The legacy social media have such power in our lives that for many it is scary. But the need to stay connected and the idea that everyone can open an account for free and use them make them all to enticing to stop using. Yet, as the saying goes in internet; If you are not paying for something, then you are not the costumer but the product.

Data privacy

This thought leads us the the first point worth raising in regards to how social media make profit while offering us their services for free, and that is through ads. But what do advertisers need? A large audience and their data. That is what exactly the largest social media corporations are able to offer them and profit through ad revenue. Thus, are data is up for sale to the highest bidder while we think our privacy is protected. This is a common business practice with the largest platforms getting their largest revenue through the private sale of our data that is mined and collected every second we spend in social media, both wittingly and unwittingly. This makes us, the users or account holders, the largest cash-cow for the business model of the likes of FaceBook and other corporations. Therefore, their model depends on maintaining high engagement from their userbase inside the platform and a high number of both registered and active users as to make their platforms more enticing to advertisers. To be able to ensure privacy and ownership of our data users need to have a stake on the platforms they use and this can be done through decentralized social networks outside of the web of digital corporations.

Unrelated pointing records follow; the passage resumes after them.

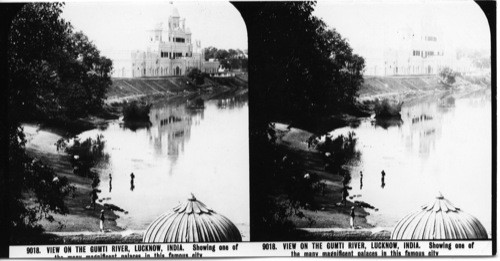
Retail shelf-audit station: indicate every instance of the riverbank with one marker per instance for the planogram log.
(81, 225)
(329, 213)
(41, 144)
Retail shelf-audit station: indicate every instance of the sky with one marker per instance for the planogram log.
(369, 24)
(118, 28)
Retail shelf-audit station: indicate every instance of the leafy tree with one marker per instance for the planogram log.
(196, 75)
(30, 178)
(448, 76)
(210, 53)
(53, 72)
(301, 70)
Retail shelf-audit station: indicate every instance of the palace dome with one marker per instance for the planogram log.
(439, 220)
(175, 12)
(191, 221)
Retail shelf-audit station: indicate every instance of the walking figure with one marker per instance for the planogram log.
(383, 179)
(93, 197)
(95, 182)
(110, 180)
(101, 222)
(345, 194)
(361, 180)
(132, 176)
(353, 215)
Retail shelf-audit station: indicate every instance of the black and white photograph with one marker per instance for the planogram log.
(190, 129)
(130, 126)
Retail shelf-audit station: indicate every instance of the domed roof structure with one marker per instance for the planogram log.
(191, 222)
(439, 220)
(175, 12)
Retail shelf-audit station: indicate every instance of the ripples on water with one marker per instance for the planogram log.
(439, 146)
(204, 152)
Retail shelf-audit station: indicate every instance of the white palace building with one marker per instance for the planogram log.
(171, 51)
(418, 50)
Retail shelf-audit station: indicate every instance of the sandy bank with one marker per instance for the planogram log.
(41, 144)
(329, 215)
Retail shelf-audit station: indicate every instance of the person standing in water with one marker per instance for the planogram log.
(353, 215)
(110, 180)
(132, 176)
(101, 222)
(383, 178)
(93, 197)
(361, 180)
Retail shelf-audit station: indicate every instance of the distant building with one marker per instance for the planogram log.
(170, 51)
(420, 50)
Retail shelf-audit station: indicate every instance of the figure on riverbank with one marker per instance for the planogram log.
(93, 197)
(132, 176)
(361, 180)
(95, 182)
(345, 194)
(347, 177)
(110, 182)
(101, 222)
(353, 215)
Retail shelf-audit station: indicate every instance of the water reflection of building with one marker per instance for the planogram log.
(173, 124)
(232, 102)
(425, 127)
(170, 51)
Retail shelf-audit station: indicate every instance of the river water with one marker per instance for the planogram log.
(204, 152)
(441, 146)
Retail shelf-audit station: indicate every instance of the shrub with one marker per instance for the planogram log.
(387, 109)
(85, 155)
(135, 111)
(448, 76)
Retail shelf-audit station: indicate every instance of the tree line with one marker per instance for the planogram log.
(230, 59)
(301, 70)
(54, 74)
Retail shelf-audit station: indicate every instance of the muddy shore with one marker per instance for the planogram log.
(81, 224)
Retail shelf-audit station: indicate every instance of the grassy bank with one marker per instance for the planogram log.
(329, 213)
(41, 145)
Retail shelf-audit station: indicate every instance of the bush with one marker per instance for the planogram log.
(342, 150)
(448, 76)
(196, 75)
(85, 155)
(387, 109)
(135, 111)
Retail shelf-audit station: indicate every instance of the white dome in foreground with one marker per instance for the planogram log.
(439, 220)
(191, 221)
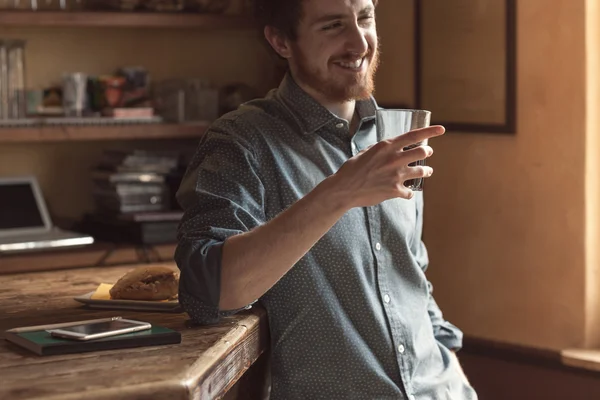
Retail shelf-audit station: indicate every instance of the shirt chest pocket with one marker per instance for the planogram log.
(399, 220)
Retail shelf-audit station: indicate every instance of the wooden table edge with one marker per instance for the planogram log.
(200, 381)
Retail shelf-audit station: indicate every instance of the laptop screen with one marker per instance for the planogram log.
(18, 207)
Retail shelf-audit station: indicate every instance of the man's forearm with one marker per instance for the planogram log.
(254, 261)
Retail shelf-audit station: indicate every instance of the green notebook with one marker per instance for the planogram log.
(36, 339)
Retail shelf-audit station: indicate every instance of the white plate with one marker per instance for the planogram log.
(135, 305)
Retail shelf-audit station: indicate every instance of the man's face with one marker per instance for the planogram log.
(336, 51)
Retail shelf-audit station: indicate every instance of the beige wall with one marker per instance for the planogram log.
(593, 173)
(505, 214)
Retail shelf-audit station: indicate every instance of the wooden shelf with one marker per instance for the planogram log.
(83, 19)
(90, 133)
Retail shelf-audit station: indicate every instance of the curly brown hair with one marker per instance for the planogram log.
(284, 15)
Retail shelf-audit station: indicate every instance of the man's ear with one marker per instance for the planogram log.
(278, 41)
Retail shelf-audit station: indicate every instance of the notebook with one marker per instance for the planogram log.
(39, 341)
(24, 220)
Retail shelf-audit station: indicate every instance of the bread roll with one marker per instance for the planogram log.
(146, 283)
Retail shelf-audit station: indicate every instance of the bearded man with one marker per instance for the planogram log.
(291, 202)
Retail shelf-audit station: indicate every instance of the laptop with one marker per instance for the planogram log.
(24, 221)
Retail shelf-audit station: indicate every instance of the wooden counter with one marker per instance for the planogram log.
(205, 365)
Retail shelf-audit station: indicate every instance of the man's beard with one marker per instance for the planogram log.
(340, 88)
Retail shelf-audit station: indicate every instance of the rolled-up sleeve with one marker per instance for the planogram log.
(222, 195)
(445, 332)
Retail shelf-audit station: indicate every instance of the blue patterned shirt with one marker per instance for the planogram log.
(355, 317)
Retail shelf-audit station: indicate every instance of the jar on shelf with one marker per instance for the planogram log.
(15, 84)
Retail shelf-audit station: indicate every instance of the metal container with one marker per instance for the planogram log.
(17, 97)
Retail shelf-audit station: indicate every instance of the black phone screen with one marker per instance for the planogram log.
(99, 327)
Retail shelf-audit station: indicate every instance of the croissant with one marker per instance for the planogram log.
(147, 283)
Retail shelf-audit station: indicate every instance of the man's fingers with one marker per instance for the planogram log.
(414, 154)
(418, 171)
(418, 135)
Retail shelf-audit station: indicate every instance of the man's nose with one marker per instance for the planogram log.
(357, 40)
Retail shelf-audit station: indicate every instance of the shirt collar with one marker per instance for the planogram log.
(309, 113)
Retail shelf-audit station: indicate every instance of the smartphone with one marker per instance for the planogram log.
(100, 328)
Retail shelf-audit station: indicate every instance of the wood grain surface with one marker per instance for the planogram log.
(205, 365)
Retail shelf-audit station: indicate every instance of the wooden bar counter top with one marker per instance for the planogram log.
(207, 363)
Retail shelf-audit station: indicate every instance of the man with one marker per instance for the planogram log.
(290, 201)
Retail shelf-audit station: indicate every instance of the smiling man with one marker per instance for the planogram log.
(290, 201)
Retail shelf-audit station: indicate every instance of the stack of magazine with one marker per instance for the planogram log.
(133, 194)
(133, 182)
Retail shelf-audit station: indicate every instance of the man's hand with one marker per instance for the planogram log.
(378, 173)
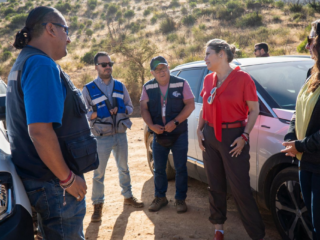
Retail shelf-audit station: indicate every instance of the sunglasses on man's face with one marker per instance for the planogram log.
(110, 64)
(212, 95)
(66, 29)
(310, 40)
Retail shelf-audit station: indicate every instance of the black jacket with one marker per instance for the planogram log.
(310, 145)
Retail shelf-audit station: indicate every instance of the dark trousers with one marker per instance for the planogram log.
(310, 189)
(220, 167)
(160, 156)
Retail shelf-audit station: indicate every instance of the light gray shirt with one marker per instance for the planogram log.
(107, 90)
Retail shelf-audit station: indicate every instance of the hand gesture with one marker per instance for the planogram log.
(239, 144)
(200, 139)
(170, 126)
(157, 128)
(78, 189)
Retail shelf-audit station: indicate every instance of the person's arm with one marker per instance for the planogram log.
(127, 101)
(200, 131)
(90, 114)
(147, 118)
(183, 115)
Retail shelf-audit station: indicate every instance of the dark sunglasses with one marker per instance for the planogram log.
(310, 39)
(66, 29)
(110, 64)
(212, 95)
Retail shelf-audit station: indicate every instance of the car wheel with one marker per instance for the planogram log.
(288, 209)
(169, 170)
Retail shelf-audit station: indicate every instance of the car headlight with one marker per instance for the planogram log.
(6, 195)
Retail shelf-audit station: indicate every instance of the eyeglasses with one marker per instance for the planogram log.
(157, 71)
(110, 64)
(66, 29)
(213, 93)
(310, 40)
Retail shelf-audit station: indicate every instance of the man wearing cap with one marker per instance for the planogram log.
(261, 50)
(166, 103)
(109, 107)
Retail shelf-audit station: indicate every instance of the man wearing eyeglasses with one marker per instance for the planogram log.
(109, 106)
(261, 50)
(166, 103)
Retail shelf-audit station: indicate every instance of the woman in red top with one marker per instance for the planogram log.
(223, 134)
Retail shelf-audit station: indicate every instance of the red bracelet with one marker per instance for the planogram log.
(68, 178)
(244, 137)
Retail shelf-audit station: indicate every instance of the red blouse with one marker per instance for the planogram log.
(229, 104)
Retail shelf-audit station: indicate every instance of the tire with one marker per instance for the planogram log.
(287, 207)
(169, 170)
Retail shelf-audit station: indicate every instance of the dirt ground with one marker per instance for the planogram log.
(124, 222)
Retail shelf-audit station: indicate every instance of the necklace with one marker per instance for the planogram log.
(219, 83)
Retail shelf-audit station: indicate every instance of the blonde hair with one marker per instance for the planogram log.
(218, 44)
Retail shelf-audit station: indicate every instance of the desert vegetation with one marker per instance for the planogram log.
(133, 31)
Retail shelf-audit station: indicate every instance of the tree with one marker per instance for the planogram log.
(138, 55)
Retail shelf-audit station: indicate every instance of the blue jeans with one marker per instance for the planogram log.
(55, 220)
(160, 156)
(310, 189)
(118, 144)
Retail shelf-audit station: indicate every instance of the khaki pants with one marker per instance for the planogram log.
(220, 167)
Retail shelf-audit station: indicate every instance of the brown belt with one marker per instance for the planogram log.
(230, 125)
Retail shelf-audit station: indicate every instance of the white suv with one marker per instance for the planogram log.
(273, 176)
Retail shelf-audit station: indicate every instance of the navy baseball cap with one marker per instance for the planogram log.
(156, 61)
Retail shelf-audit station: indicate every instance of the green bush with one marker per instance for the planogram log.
(250, 20)
(279, 4)
(174, 3)
(92, 4)
(146, 12)
(167, 25)
(8, 11)
(188, 20)
(63, 7)
(172, 37)
(89, 32)
(295, 7)
(154, 19)
(302, 46)
(6, 55)
(129, 14)
(88, 57)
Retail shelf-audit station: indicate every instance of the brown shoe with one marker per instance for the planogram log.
(157, 204)
(134, 202)
(181, 206)
(97, 213)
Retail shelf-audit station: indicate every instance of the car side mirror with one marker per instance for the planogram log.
(2, 107)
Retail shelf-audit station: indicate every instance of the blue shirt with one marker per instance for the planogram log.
(44, 91)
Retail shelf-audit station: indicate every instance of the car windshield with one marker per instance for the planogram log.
(282, 81)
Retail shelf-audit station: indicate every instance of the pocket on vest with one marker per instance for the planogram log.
(83, 154)
(102, 127)
(123, 124)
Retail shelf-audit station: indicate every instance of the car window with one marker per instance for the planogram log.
(174, 73)
(3, 88)
(282, 81)
(194, 77)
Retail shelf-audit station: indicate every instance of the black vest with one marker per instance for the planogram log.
(174, 105)
(74, 125)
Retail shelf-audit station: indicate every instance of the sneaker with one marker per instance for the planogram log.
(134, 202)
(181, 206)
(97, 213)
(218, 236)
(157, 204)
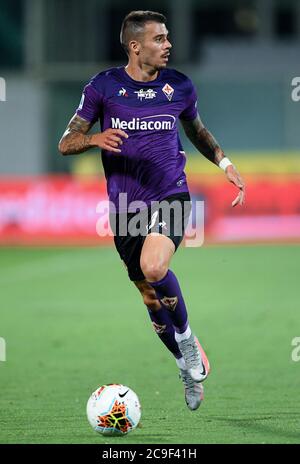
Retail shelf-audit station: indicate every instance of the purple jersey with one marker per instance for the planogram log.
(151, 163)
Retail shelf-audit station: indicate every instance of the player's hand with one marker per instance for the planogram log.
(234, 177)
(109, 140)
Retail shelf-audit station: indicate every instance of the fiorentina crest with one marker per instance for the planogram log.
(170, 302)
(168, 91)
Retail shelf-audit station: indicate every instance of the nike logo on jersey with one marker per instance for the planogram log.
(121, 395)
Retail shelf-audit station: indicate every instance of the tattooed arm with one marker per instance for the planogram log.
(76, 140)
(204, 141)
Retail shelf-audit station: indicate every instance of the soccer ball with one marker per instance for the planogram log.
(113, 409)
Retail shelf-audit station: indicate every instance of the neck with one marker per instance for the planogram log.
(143, 74)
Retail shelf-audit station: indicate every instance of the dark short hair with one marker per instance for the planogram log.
(133, 24)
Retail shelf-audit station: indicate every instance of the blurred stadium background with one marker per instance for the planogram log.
(242, 56)
(58, 304)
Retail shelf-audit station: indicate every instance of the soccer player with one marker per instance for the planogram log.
(138, 107)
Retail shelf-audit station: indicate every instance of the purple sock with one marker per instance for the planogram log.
(164, 328)
(169, 294)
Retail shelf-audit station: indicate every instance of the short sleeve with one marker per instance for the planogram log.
(90, 104)
(190, 111)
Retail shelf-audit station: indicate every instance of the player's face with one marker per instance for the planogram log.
(155, 46)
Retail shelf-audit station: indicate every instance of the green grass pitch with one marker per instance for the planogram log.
(72, 321)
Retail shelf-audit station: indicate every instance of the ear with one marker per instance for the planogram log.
(134, 47)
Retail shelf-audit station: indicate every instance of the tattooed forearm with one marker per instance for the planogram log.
(203, 140)
(75, 139)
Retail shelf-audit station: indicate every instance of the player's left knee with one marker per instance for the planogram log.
(154, 271)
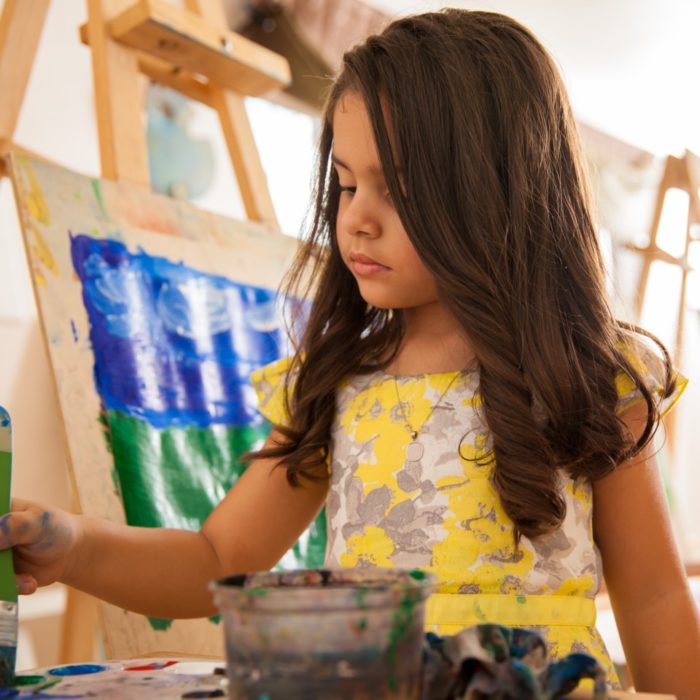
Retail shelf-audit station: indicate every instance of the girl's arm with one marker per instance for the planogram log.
(654, 609)
(157, 571)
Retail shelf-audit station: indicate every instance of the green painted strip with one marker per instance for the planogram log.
(176, 477)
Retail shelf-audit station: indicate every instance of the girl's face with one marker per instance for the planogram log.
(372, 240)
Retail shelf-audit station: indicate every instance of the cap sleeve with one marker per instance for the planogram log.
(269, 383)
(651, 368)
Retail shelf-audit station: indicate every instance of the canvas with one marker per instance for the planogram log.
(154, 314)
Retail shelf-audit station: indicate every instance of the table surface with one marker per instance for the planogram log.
(159, 678)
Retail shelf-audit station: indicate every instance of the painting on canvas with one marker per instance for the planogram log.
(154, 314)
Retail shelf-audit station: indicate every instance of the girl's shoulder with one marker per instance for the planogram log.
(270, 383)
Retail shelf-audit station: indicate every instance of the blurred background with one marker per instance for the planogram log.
(631, 68)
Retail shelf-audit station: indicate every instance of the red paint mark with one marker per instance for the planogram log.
(154, 666)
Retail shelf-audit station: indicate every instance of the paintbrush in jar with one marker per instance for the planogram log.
(8, 587)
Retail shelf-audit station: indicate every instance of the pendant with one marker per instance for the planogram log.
(414, 452)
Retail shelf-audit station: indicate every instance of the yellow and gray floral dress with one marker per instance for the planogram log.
(441, 513)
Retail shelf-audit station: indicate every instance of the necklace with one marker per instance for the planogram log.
(414, 450)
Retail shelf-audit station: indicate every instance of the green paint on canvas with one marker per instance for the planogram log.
(176, 477)
(160, 624)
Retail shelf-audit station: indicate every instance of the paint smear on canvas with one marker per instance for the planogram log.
(174, 348)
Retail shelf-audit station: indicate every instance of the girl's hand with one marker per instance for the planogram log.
(44, 541)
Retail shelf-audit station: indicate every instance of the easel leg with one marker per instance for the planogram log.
(118, 100)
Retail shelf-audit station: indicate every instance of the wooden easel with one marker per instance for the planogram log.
(684, 174)
(186, 48)
(189, 49)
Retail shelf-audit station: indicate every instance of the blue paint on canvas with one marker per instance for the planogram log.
(174, 346)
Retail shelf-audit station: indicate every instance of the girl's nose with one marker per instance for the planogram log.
(360, 218)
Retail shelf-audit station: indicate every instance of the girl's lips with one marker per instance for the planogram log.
(365, 266)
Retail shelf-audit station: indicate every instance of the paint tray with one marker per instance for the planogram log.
(344, 634)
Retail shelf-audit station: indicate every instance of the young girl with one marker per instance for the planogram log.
(462, 399)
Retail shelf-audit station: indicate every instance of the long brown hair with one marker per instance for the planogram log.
(494, 199)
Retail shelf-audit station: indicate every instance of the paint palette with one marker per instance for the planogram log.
(124, 680)
(324, 634)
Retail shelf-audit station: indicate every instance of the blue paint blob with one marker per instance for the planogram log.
(77, 670)
(175, 346)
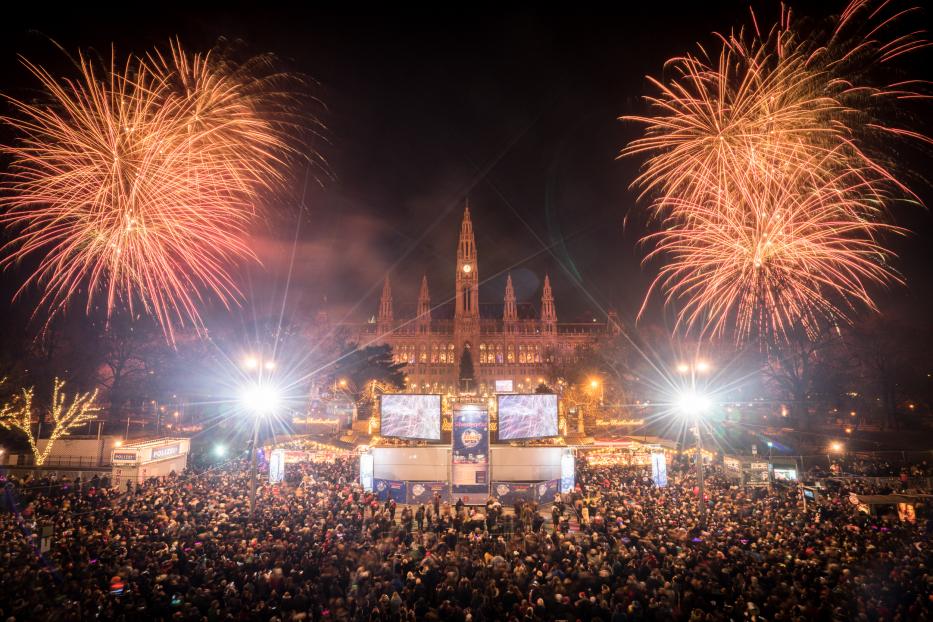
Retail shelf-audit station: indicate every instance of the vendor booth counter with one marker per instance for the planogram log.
(137, 462)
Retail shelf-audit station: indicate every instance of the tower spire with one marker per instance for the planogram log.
(424, 306)
(548, 312)
(467, 278)
(385, 308)
(509, 310)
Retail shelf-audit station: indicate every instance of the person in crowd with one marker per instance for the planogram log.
(185, 549)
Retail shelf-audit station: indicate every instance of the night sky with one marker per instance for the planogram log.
(518, 111)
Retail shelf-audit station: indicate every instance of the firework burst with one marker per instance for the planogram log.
(771, 205)
(137, 184)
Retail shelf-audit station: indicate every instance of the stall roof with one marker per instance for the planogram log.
(891, 499)
(151, 442)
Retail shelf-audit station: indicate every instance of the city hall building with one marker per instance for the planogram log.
(510, 342)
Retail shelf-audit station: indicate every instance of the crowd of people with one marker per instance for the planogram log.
(319, 548)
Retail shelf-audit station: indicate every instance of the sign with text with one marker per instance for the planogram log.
(659, 469)
(470, 455)
(423, 492)
(166, 452)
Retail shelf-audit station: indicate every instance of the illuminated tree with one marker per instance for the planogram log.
(17, 414)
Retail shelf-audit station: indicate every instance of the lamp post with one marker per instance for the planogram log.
(260, 399)
(694, 405)
(770, 464)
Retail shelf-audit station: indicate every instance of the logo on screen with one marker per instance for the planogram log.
(470, 438)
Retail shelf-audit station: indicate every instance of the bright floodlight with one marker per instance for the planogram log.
(260, 399)
(692, 404)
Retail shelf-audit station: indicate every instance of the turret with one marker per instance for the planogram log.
(509, 310)
(384, 320)
(548, 312)
(424, 307)
(467, 278)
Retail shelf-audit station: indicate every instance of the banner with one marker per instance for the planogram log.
(423, 492)
(568, 470)
(390, 489)
(509, 492)
(366, 471)
(276, 466)
(659, 469)
(547, 490)
(470, 455)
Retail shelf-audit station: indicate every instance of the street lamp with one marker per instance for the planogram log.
(837, 448)
(694, 405)
(260, 399)
(770, 463)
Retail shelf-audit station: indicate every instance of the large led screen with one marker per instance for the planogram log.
(527, 416)
(411, 416)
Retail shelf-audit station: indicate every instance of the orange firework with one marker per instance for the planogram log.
(771, 206)
(138, 183)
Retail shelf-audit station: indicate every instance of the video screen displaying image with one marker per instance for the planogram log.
(527, 416)
(411, 416)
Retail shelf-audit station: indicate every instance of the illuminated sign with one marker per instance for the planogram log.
(164, 452)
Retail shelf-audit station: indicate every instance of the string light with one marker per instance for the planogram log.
(18, 415)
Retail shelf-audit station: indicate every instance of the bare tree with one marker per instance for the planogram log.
(17, 414)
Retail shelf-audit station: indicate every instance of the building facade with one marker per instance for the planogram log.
(508, 341)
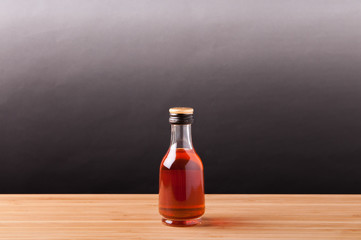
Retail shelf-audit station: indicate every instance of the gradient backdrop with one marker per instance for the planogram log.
(85, 88)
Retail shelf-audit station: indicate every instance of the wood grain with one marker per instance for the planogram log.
(136, 217)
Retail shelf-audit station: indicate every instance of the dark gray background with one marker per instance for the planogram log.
(85, 87)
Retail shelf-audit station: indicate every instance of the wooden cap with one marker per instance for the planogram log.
(181, 110)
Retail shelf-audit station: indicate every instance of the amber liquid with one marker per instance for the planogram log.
(181, 187)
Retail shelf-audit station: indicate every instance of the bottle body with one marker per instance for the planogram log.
(181, 181)
(181, 185)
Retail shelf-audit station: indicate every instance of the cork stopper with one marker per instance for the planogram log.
(181, 110)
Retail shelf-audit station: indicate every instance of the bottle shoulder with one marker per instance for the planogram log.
(181, 159)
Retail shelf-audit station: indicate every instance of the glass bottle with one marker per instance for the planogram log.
(181, 187)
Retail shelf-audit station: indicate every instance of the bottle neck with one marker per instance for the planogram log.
(181, 136)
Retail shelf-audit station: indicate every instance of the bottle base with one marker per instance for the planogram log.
(181, 222)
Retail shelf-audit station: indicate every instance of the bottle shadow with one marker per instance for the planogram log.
(222, 222)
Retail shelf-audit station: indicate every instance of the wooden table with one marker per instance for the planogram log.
(136, 217)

User generated content ownership

Second, by spending time on social media we produce content, to which in most cases we don't have ownership of. I know what some will think, we may not have ownership but our user generated content can be shared around increasing our followership which can give some of us an influencer status which in turn translates in financial gains, small or big. Yet, most of us will never reach that status, which requires constant activity and engagement, luck, niche content and a lot of grinding. We have private lives and jobs and nearly not so much time to gamble into getting that large followership needed to ever get close to getting such status. Yet, we publish our thought through tweets on Twitter, share vacation and travel photos on Instagram, create some original short videos on Tik Tok or write and share articles and status updates on Facebook. All that is appreciated by some of your followers and friends, and if the content is quality and unique why aren't you able to monetize and profit something from it from those who appreciate it? This can be done, through decentralized social media platforms based on blockchain, where users are able to tip you directly for the content you produce. Heck, with NFTs gaining such stream, you should be able to tokenize such content and even sell it to your highest bidder. It's high time you own your social media products and get compensated in some form the amount of time and effort your put into your content.

Getting back to our roots

In the beginnings, the internet was more decentralized that it is now. Social media that are a prime component of Web 2.0 significantly altered that, making themselves all too powerful in the process. Now, they have an authority, larger than governments, to decide who should be on and who should be cancelled. This authority was not vested on them by their users through a general societal consensus, but by their corporative status and structures. Information is filtered and only that which agrees with the mainstream narratives is allowed to be shared. Users, even with hundreds of thousands of followers can be silenced, blocked, shadow banned, have their content deleted and all-together cancelled with the arbitrary decisions of these self appointed gate-keepers of truth. We need to get back to our roots, to the roots of internet where information was readily and easily available, where free speech in its digital form was sacred and where we decide what we want to follow and read. The only way to that, is to eliminate these gate-keepers through truly decentralized applications that make the user owner his own content, un-cancellable, and able to search and access information freely without him being spoon-fed it or risking being cancelled for not agreeing with though orthodoxy of our times.